これを機会にヴァレリアが正式にカイトの婚約者という位置づけになるようだ。それでも相変わらず彼女には虐げられることだろうが、確実に季節は変わっていたのだ。


「鉄の値段が上がっているのはいいことだね」


新聞の相場欄を見ながら僕は言った。


「アディンセル家の資産が増える」

「鉄ですか。きな臭いことがなければいいのですが」

「戦争の話は聞かないよ。貯め込みすぎないで内需を拡大するといい。領内に金をまわすんだ。ああ、南部の金鉱は結局陛下が押さえられたそうだね。旧バルフォア王国の。ほら、ウィシャート公爵が独占していた。あそこは直轄領からは遠いのに……」

「旧バルフォア王国と言えば、今もって独立運動が盛んだそうですね。辺境へ追いやった彼らの自治権を潰したのがトバイア公だったのでしたね」

「そうだ。でもそれは仕方がないんだ……、占領されてなお、連中はサンセリウスに反抗的だ。

トバイアは彼らを三等市民扱いしていたそうだが、僕はあの公爵のことは吐き気がするくらいに思うが、それについては仕方がないことだよ。我らが陛下に忠誠を誓わない連中を、サンセリウス人と同等に扱うことはできない。サンセリウス王の権威を否定する者たちに人権を認める必要もない」


フィエールは僕を見た。

僕は微笑した。


「酷いことを言ってるって、思うかい。でも意外と僕はこういう考え方をする人間だったんだよ……。

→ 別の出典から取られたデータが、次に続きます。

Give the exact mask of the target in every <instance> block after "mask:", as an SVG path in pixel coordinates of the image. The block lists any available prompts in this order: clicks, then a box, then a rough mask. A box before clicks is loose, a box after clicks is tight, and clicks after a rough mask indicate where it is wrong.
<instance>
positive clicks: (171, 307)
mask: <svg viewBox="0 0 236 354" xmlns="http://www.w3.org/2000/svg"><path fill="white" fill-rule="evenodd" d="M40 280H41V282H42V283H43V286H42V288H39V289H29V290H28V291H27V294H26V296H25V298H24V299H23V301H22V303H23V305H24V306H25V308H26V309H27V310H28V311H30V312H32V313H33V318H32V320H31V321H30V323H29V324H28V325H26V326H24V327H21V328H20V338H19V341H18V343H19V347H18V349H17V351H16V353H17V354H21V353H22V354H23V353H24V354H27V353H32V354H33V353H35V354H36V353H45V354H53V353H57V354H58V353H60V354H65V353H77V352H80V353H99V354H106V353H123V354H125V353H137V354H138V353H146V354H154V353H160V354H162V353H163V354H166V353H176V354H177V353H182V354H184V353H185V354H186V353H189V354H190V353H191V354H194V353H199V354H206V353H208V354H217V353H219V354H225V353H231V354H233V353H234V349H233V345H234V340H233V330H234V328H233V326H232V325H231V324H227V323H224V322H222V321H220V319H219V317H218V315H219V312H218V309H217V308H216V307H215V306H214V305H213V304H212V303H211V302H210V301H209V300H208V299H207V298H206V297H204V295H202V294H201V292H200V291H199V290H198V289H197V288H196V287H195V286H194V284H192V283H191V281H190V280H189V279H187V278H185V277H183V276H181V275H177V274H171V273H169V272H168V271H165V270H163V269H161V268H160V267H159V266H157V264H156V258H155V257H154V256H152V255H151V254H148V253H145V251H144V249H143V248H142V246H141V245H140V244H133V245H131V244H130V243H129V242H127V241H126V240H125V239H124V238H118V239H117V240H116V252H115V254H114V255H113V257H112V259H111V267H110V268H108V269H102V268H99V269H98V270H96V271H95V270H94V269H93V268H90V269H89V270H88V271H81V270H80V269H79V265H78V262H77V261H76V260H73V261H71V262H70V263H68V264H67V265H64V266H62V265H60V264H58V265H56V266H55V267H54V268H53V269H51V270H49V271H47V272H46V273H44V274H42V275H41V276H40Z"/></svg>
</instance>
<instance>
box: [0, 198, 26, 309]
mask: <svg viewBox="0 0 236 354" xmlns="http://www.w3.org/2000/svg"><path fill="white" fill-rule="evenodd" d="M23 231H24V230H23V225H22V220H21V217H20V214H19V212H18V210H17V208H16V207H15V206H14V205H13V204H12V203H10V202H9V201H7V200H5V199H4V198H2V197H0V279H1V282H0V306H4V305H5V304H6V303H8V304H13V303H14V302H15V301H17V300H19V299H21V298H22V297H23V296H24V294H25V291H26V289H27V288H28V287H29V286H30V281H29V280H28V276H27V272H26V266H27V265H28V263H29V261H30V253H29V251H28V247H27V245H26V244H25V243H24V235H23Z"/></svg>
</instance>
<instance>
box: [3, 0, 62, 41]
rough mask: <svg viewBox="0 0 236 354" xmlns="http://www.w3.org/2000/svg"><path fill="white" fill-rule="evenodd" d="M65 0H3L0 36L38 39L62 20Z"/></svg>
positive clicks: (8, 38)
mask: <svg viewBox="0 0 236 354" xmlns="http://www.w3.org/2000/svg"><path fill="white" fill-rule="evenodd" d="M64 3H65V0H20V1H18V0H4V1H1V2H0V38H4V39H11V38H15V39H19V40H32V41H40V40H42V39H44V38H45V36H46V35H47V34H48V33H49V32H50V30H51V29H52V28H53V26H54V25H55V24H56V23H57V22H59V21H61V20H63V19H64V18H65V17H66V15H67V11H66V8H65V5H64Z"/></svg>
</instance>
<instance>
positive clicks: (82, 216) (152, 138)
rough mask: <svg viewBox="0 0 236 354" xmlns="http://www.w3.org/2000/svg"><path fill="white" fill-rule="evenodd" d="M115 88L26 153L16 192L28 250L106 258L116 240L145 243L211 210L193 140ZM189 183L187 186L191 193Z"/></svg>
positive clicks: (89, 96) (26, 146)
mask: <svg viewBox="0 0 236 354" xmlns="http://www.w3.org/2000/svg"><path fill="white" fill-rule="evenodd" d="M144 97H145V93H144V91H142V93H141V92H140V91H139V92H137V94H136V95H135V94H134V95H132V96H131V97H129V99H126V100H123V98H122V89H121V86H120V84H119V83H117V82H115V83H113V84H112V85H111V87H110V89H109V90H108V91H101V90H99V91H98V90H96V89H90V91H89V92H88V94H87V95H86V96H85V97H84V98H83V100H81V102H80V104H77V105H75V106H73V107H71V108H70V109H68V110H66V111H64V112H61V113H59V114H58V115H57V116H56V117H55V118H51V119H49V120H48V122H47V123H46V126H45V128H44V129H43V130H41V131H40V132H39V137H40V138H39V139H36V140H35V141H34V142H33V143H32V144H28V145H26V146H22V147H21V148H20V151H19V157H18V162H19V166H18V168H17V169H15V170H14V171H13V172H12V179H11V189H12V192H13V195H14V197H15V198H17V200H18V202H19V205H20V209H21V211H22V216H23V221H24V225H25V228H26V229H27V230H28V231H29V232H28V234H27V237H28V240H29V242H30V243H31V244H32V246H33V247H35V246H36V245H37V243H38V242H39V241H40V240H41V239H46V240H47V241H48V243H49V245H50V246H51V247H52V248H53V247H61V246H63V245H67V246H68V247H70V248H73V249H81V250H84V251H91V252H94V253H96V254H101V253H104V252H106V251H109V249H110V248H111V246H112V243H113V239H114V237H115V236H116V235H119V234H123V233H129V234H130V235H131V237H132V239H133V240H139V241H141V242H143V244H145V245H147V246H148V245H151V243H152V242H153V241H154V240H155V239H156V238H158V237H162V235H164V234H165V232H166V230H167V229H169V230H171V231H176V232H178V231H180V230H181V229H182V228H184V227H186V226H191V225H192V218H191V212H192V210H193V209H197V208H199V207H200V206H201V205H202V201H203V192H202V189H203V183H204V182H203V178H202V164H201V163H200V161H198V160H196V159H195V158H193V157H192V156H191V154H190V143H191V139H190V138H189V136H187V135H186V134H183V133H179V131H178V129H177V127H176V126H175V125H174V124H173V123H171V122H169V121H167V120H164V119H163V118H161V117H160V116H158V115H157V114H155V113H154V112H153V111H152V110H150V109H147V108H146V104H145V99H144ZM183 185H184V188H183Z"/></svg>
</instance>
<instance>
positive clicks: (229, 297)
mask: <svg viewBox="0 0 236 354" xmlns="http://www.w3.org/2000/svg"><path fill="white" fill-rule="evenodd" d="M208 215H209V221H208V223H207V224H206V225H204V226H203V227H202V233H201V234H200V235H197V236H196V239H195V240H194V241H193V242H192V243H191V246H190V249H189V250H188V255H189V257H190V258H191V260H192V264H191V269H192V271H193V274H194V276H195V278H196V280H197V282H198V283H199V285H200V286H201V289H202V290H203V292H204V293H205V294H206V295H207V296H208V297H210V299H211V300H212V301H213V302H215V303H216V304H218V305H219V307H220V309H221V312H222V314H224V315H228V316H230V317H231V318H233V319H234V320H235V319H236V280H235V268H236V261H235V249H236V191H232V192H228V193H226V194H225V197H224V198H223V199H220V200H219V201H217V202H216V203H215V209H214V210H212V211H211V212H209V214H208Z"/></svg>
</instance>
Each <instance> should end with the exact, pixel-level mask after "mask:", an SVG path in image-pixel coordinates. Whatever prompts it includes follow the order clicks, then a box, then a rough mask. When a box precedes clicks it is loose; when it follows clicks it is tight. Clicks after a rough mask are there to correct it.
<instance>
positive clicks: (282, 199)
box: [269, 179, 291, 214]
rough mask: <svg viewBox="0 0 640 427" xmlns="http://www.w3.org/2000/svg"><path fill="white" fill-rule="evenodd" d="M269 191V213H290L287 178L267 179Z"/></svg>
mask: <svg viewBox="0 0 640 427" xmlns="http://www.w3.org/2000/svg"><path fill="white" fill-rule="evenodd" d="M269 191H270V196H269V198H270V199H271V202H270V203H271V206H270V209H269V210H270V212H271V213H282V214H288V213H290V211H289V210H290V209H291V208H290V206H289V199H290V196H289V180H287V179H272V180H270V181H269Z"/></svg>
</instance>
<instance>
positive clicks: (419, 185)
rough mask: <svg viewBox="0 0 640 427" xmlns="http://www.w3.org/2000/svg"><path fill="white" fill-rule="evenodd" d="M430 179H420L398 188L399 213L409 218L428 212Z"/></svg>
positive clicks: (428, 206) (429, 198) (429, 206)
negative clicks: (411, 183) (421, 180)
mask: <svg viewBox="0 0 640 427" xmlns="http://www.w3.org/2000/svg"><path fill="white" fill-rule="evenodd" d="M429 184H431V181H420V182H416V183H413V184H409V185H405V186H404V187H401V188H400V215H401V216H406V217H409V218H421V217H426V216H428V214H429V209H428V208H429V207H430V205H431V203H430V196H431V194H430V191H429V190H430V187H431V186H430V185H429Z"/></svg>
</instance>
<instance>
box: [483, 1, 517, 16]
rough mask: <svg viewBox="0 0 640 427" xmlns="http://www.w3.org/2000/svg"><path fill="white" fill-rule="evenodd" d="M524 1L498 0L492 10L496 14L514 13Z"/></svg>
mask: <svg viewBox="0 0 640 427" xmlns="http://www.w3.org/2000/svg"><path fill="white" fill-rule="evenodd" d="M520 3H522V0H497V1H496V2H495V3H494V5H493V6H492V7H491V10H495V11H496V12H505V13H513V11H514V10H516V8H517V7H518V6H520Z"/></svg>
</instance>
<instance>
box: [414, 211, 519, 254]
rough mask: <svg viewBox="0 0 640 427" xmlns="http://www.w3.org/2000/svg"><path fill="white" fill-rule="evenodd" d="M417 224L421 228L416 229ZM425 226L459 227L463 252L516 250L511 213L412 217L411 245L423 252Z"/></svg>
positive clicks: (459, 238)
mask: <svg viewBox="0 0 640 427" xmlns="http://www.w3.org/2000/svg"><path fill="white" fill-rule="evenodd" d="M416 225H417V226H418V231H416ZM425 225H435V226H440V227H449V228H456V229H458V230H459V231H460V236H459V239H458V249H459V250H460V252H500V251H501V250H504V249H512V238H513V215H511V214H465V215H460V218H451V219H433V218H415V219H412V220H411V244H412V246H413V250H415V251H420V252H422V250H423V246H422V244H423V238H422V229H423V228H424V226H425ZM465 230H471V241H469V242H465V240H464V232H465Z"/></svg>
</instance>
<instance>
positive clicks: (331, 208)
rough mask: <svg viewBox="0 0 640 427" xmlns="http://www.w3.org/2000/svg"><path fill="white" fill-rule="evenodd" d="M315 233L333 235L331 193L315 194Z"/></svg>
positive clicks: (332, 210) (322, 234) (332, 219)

名門貴族の男子として、知らず知らずにそういうふうに教育されて来たんだから当然なんだけど、本当の僕は……、平民の生命なんか虫けらだと思うことに努力なんか要らない人間だったんだ。まして敵性国家の人間ともなればね。だからこれから先もこのやり方で行けると思ってる」


フィエールは静かに僕に賛意を示した。


「貴方様は面差しは私の叔母である母君様に、そしてご性格は父君様にそっくりだと言われておりましたが……、こうしてお話をしていますと、やはりギルバート様にいちばん似ていらっしゃるのかもしれませんね」

「それって僕が、残酷だってこと?」

「いえ……、でも誰かがその判断を下さねばならないものです。心を配って優しさを振りまくことだけが、正しいこととは限らない」


少し間があって、フィエールが話題を変えた。


「ウィシャート公爵家の件は、とても驚きました。

ギルバート様配下の諜報関係者の間では、オーウェル公子や周辺の詮索が本格的に始まっていたそうです。十六歳の公子様を陥落するための。

しかし、ギルバート様は身内にすらぎりぎりまでこの情報を明かさなかったようですね。本当に、大した方です」

「うん、そうだね……」


僕はそう言って、再び新聞に視線を戻した。

そこには最近連日のように新聞紙面を賑わせているフレデリック王子の十七回目の生誕を讃える記事と、ウィスラーナ侯爵の処刑関連、それに不幸にもウィシャート公爵がその息子の手によって殺害された記事があった。それを静かに読みながら、一見するとまったく無関係にも思えるこれらの出来事が、すべて繋がっていたことを感じていた。